Magdalena est la seconde œuvre lyrique du compositeur brésilien Heitor Villa-Lobos (1887-1959) dont la saison musicale 2009-2010 commémore le cinquantenaire de la mort, notamment en France, par une série de manifestations en collaboration avec les services culturels de l’Ambassade du Brésil.

Heitor Villa-LobosIl s’agit d’une « Aventure Musicale » (« Musical Adventure ») en deux actes, selon le sous-titre donné par Villa-Lobos lui-même, à mi-chemin entre comédie musicale et opéra, qui fut créée le 20 septembre 1948 au Ziegfeld Theater de Broadway à New-York.
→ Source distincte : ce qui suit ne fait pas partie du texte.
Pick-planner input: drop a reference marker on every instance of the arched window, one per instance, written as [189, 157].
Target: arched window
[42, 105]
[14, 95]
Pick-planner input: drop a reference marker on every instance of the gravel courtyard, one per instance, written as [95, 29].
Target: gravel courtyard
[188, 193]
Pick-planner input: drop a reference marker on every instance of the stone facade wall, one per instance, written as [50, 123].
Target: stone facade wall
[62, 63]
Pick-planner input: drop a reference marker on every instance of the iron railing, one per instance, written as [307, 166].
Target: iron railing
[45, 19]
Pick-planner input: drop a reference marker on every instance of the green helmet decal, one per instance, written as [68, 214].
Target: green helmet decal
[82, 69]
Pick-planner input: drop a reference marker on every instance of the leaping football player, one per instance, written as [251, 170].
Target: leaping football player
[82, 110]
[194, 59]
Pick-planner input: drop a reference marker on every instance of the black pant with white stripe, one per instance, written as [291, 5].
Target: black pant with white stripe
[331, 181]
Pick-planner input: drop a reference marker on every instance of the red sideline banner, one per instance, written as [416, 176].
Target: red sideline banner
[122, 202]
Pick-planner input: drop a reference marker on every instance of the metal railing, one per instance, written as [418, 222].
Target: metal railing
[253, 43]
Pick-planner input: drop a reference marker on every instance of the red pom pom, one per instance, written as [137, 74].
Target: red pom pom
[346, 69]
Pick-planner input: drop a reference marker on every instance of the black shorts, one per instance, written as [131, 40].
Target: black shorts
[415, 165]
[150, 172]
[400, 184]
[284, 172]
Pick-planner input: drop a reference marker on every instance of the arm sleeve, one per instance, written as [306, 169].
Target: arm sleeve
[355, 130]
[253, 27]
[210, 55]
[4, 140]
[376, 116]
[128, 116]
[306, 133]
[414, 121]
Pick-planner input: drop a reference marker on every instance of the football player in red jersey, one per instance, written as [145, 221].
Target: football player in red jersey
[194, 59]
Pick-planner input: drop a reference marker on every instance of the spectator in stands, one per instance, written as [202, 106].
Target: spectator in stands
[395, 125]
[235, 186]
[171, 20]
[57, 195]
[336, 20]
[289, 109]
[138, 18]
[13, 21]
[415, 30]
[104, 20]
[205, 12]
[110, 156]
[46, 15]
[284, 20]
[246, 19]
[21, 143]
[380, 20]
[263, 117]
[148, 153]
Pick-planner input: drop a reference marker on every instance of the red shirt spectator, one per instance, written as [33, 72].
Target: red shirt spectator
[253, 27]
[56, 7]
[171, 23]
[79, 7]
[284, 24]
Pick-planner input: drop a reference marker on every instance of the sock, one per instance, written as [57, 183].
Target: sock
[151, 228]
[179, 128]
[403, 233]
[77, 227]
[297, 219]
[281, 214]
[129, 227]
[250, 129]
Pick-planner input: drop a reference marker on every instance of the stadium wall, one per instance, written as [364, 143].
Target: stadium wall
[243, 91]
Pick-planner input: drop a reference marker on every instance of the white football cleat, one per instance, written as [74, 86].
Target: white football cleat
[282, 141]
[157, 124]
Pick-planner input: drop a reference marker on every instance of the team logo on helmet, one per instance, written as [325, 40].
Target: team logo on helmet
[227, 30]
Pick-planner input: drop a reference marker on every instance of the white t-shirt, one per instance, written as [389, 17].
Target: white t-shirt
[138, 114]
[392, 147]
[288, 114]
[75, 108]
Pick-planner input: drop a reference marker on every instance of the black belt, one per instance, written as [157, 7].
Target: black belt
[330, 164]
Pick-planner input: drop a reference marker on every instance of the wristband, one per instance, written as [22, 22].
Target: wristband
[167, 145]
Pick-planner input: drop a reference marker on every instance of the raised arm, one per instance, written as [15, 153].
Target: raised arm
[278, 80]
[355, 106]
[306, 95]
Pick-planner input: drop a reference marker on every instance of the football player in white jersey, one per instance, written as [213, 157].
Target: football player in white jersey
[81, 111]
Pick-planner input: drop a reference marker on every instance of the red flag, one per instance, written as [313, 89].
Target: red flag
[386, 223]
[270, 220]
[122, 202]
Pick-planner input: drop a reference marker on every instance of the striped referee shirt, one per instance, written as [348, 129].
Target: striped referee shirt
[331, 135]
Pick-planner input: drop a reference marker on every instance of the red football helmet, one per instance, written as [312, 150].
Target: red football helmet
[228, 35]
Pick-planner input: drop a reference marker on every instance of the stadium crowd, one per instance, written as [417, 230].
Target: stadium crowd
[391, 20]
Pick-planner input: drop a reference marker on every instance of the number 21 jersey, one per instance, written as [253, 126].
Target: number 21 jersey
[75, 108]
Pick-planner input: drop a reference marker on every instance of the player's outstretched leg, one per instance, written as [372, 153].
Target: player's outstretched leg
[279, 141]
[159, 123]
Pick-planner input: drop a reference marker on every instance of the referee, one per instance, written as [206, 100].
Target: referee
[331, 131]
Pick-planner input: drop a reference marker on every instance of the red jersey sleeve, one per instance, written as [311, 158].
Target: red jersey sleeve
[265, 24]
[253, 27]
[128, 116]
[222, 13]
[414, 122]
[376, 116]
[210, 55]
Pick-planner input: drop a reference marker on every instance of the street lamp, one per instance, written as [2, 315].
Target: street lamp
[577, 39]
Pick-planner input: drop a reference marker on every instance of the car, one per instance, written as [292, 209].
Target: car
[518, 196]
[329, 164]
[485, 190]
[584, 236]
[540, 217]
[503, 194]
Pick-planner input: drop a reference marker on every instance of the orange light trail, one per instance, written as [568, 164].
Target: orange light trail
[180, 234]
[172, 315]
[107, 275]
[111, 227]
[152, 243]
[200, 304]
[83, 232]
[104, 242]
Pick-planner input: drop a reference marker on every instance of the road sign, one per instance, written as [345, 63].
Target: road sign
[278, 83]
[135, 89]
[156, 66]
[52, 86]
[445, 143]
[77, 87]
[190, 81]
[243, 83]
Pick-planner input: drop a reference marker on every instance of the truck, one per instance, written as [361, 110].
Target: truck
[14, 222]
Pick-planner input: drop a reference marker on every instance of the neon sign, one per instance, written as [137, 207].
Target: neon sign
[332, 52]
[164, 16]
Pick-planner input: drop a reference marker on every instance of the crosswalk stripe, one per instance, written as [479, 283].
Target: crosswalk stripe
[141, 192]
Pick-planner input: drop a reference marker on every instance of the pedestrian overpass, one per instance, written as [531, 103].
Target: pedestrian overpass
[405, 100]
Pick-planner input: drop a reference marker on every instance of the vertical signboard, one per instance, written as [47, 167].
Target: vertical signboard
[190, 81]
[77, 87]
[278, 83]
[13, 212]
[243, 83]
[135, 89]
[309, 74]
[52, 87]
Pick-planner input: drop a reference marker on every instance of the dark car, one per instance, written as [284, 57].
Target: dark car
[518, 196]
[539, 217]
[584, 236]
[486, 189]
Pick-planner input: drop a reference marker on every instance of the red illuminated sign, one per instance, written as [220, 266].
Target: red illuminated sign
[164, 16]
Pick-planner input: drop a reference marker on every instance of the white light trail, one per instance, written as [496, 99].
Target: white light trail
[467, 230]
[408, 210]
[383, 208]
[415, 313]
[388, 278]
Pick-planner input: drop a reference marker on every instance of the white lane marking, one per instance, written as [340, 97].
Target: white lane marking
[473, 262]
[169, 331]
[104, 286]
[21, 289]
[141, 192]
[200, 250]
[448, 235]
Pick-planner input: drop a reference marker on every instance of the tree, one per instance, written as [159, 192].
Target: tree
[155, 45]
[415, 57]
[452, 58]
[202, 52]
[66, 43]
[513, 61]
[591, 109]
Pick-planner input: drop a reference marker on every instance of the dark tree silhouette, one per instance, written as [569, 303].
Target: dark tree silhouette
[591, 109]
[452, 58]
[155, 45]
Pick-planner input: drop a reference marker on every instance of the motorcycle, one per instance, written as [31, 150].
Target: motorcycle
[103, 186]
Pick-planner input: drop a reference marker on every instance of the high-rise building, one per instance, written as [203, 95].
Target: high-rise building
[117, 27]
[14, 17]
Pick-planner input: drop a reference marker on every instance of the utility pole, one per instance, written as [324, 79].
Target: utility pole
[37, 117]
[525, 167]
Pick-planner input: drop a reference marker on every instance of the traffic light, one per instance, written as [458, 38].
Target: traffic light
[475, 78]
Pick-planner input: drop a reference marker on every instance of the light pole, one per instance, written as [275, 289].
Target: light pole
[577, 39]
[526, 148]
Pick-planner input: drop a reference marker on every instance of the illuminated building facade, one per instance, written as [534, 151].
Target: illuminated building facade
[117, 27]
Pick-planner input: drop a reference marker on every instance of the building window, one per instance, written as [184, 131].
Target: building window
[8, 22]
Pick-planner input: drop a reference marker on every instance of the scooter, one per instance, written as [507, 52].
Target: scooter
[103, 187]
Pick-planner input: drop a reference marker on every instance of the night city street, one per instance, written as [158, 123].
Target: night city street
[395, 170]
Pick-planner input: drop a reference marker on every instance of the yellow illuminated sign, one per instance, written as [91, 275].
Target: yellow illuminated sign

Le livret est de Frederick Hazlitt Brennan et de Homer Curran. L’adaptation et les lyrics sont de Robert Wright et George Forrest. C’est le cinéaste Jules Dassin qui assura la mise en scène de cette création, la plus chère jamais entreprise à Broadway à l’époque. Le chorégraphe Jack Cole contribua à introduire, pour l’occasion, une approche « primitiviste moderne » nouvelle dans la comédie musicale américaine.

Le titre ne renvoie pas à un des personnages de l’œuvre mais au nom du fleuve au bord duquel se déroule une bonne part de l’intrigue.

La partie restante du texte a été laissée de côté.